ASML Holding NV (ASML), Europe’s biggest manufacturer of semiconductor equipment, set a mid-2012 target for achieving a 10-fold capacity increase for new technology it’s planning to market this year.
ASML fell in Amsterdam, retreating from the highest price in almost 11 years, after Chief Executive Officer Eric Meurice told analysts that by the summer of 2012, its second-generation extreme ultraviolet lithography systems, or EUV, “must show the proof of the pudding” and process 60 silicon wafers an hour compared with 5 to 7 wafers currently.
The Dutch company, which makes machines that produce chips for Nokia Oyj (NOK1V)’s mobile phones and Apple Inc. (AAPL)’s iPads, has been working on EUV since the late 1990s. ASML expects a “healthy start” to the year, with first-quarter orders forecast to rise from the final three months of last year Meurice said in a statement today.
“EUV may be a slow starter, but once this new technology moves to high volume in 2014-2015, the dominance of ASML will be secured for another 10 years,” Victor Bareno, an analyst at SNS Securities in Amsterdam, said today in a report to clients.
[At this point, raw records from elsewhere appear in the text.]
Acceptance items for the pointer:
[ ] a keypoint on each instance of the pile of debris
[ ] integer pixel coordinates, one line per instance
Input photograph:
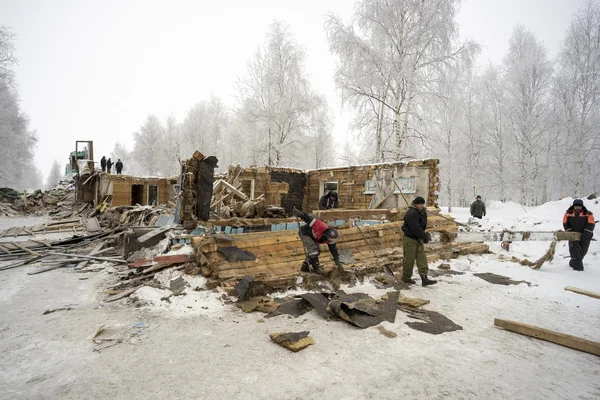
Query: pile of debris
(55, 201)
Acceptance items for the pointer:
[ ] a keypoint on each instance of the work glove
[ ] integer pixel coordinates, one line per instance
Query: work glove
(427, 238)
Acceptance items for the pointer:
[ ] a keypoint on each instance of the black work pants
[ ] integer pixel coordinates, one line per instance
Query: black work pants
(578, 249)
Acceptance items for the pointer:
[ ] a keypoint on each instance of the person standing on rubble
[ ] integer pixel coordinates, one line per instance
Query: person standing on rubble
(415, 223)
(313, 234)
(478, 208)
(119, 166)
(329, 200)
(579, 219)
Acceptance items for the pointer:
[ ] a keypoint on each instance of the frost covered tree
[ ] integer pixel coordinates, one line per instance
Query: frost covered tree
(54, 176)
(276, 99)
(120, 152)
(577, 92)
(17, 140)
(527, 80)
(320, 142)
(391, 53)
(148, 146)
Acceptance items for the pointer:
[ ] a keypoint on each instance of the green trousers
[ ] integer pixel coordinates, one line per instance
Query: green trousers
(413, 250)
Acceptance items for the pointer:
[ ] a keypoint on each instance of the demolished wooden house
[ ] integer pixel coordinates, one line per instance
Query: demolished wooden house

Bareno cut his recommendation on ASML to “reduce” from “hold,” saying the stock’s price may already reflect a recovery in technology-industry orders.
ASML fell 3.5 percent to 32.50 euros at the close in Amsterdam, the biggest drop since Aug. 18. The stock, which yesterday was at the highest price since May 23, 2001, was the only decliner today on the BBE European Technology Index (BETECH), where STMicroelectronics NV, Europe’s largest semiconductor maker, led gains.
Fourth-quarter net bookings at ASML, excluding EUV machinery, totaled 710 million euros ($910 million), the company said today. That beat the average estimate of 696 million euros of seven analysts surveyed by Bloomberg. Net income fell 30 percent from a year earlier to 284.7 million euros. Profit exceeded the 228 million-euro average of 17 estimates. Sales dropped 20 percent to 1.21 billion euros.
Asian markets accounted for 71 percent of ASML’s fourth- quarter revenue, with the U.S. contributing 24 percent, according to an online presentation. Argon fluoride laser machinery generated 81 percent of sales, with krypton fluoride technology providing 14 percent. Full-year net income jumped 44 percent to 1.47 billion euros as sales rose 25 percent.
First-half revenue will amount to 2.4 billion euros, the company said.
Orders from outside Europe will sustain growth and make up for any slowdown in the region amid the sovereign-debt crisis, Chief Financial Officer Peter Wennink said in an interview at company headquarters in Veldhoven, Netherlands. An economic decline in Europe probably won’t extend to the technology industry, unlike the global recession and credit crunch that followed the collapse of Lehman Brothers Holdings Inc. in 2008.
“The situation today differs a lot from when Lehman fell,” Wennink said. “Back then, people didn’t want to spend any money for fear money at the bank would disappear.”
ASML said it’s continuing to “make progress in bringing EUV technology to the market.” The company has won orders for 11 volume-production EUV systems costing 75 million euros a unit, Wennink said today at a press conference.